I grappoli d’uva ancora acerbi diventano l'Agresto, Pojer&Sandri riscoprono una produzione ultramillenaria
Cercherò di stuzzicare curiosità e piacevolezze. Lasciando sempre spazio nel bicchiere alla fantasia
I menù di queste ore abbondano in dolcezze. Per vocazione insita del Natale, perché bontà e auguri sono in simbiosi. Ma si può essere contenti anche con qualcosa di acido? Gustare il cibo delle feste accostandolo a qualcosa d’insolito? Ecco una stimolazione gastronomica assolutamente inconsueta: quella di usare l’agresto. Mai sentito? E pensare che è una produzione ultramillenaria.
I Romani lo chiamavano ‘Omphacium’ e il procedimento per ottenerlo è e rimane quello di quei tempi: raccogliere (o recuperare) i grappoli d’uva ancora decisamente acerbi. Chicchi immaturi esposti alle intemperie estive, da pigiare per ottenere un mosto, appunto l’agresto.
E’ una sorta di salsa da usare per insaporire - ma anche per mascherare difetti - specialmente pesci e carni. Procedura doverosa in quanto allora non erano entrati ancora in funzione i frigoriferi.
Così l’agresto era stato relegato nei ricordi. Fino alle recenti stagioni della pandemia. Quando Mario Pojer, istrionico vignaiolo di Faedo, ha recuperato il metodo ancestrale per ottenere questo ‘Omphacium’ decisamente Made in Trentino.

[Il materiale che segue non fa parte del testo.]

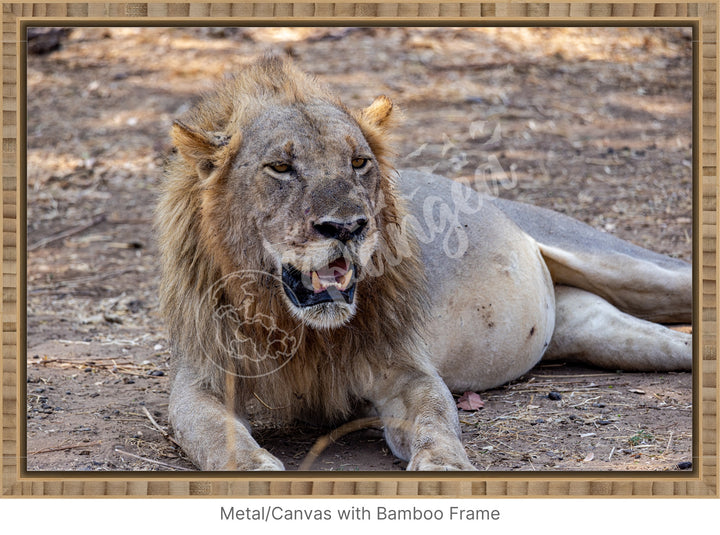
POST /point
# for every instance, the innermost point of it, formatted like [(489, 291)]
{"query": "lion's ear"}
[(206, 151), (379, 112)]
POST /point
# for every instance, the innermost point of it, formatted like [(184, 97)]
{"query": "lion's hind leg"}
[(589, 329), (640, 282), (210, 433)]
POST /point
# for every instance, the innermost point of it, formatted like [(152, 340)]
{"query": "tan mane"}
[(217, 307)]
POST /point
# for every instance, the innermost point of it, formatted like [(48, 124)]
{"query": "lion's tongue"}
[(336, 274)]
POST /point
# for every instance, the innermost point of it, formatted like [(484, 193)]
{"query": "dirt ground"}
[(594, 123)]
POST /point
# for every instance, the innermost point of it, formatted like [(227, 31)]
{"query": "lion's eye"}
[(359, 163), (279, 167)]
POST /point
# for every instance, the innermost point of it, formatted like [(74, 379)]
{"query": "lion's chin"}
[(324, 316), (322, 298)]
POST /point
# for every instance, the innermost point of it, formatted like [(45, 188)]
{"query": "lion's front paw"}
[(257, 460), (439, 462), (246, 460)]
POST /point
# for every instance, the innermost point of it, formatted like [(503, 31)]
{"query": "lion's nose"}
[(341, 230)]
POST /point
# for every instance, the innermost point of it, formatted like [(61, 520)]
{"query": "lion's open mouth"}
[(332, 283)]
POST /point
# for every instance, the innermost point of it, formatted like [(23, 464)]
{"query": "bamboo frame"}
[(702, 481)]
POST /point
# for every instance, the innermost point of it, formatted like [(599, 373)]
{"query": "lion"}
[(300, 270)]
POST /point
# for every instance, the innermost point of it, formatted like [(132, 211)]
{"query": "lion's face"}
[(316, 189)]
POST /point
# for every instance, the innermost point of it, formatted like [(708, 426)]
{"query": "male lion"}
[(301, 270)]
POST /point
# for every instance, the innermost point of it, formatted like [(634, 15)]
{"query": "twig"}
[(157, 426), (67, 233), (122, 452), (324, 441), (61, 448)]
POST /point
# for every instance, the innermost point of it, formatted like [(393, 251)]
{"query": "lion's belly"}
[(493, 304)]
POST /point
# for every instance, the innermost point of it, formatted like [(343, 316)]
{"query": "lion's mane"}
[(230, 325)]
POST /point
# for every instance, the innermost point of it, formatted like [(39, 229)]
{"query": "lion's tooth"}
[(345, 281), (317, 285)]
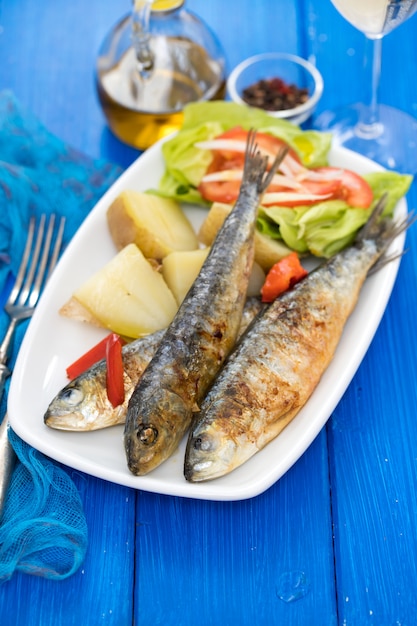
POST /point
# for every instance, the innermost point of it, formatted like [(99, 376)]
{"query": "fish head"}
[(209, 454), (83, 405), (153, 430)]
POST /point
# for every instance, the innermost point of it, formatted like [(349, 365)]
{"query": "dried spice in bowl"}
[(274, 94)]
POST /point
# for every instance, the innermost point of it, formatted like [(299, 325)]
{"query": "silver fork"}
[(39, 259)]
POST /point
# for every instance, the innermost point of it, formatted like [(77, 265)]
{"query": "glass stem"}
[(369, 125)]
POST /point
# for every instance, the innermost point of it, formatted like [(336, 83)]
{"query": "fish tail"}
[(384, 231), (254, 169)]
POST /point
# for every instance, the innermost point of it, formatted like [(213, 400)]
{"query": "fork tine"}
[(35, 291), (24, 263), (57, 247), (34, 263)]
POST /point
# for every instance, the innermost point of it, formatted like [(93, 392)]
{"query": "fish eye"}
[(147, 435), (202, 443), (72, 396)]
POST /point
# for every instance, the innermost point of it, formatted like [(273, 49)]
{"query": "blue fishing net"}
[(43, 529)]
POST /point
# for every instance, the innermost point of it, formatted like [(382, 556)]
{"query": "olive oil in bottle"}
[(144, 86)]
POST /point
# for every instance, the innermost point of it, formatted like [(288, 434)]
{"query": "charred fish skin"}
[(83, 405), (280, 359), (201, 335)]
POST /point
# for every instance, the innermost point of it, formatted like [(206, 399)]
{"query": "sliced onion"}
[(231, 175), (281, 197)]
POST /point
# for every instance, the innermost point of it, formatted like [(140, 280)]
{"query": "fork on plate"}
[(42, 249)]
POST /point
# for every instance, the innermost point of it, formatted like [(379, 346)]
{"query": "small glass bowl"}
[(290, 68)]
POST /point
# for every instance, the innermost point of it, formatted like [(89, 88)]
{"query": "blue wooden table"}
[(335, 540)]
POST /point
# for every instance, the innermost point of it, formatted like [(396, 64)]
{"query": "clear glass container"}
[(152, 63)]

Lo ha prodotto - in maniera artigianale, ma con minuziose tecniche frutto di sagacia enologica - sfruttando grappoli immaturi o acini preventivamente tagliati ancora verdi per migliorare lo sviluppo delle uve. Una vendemmia verde, mirata a trasformarsi in una acidula prelibatezza. L’agresto è presente nei ricettari dell’Artusi (ricetta di piccione in umido) e nelle pietanze medievali, in stimolanti proposte di cucina rigorosamente vegetale, specialmente tra i cuochi francesi - lo chiamano ’verjus’ - o quelli d’oltreoceano, dove trova impiego come ‘verjuice’.
Mario Pojer assieme al suo storico socio Fiorentino Sandri lo ha messo in bottiglia seguendo una procedura legata al loro progetto Zero Infinito, vale a dire sfruttare uve da colture e piante che nulla hanno da spartire con la chimica.
Produzione sperimentale, con ottimi riscontri. Perché l’agresto stimola innovative performances gastronomiche, coinvolge cuochi di mezzo mondo in accostamenti e migliorie gustative supportate dall’acidità inconfondibile di questo succo acido da ime immature.
Agresto che il duo Pojer&Sandri viene prodotto a impatto chimico praticamente zero. Con una tecnologia di cantina da loro studiata riescono a concentrare il mosto, sottovuoto e a basse temperature attorno ai 25 gradi, togliendo quasi il 50% d’acqua. Per avere un succo acido molto sapido, inconsueto e per certi versi impensabile. Una via di mezzo tra il succo di limone e un tradizionale aceto di vino.
Si può usare per mitigare la grassezza di qualche condimento, senza tralasciare l’escamotage di mixarlo con olio extravergine d’oliva, ma anche da diluire con acqua, per una bibita dissetante. Oppure con certi acolici - gin in primis - o cocktail variegati. Insomma, nella dolcezza - spesso stucchevole - del Natale, anche l’agresto trova spazio.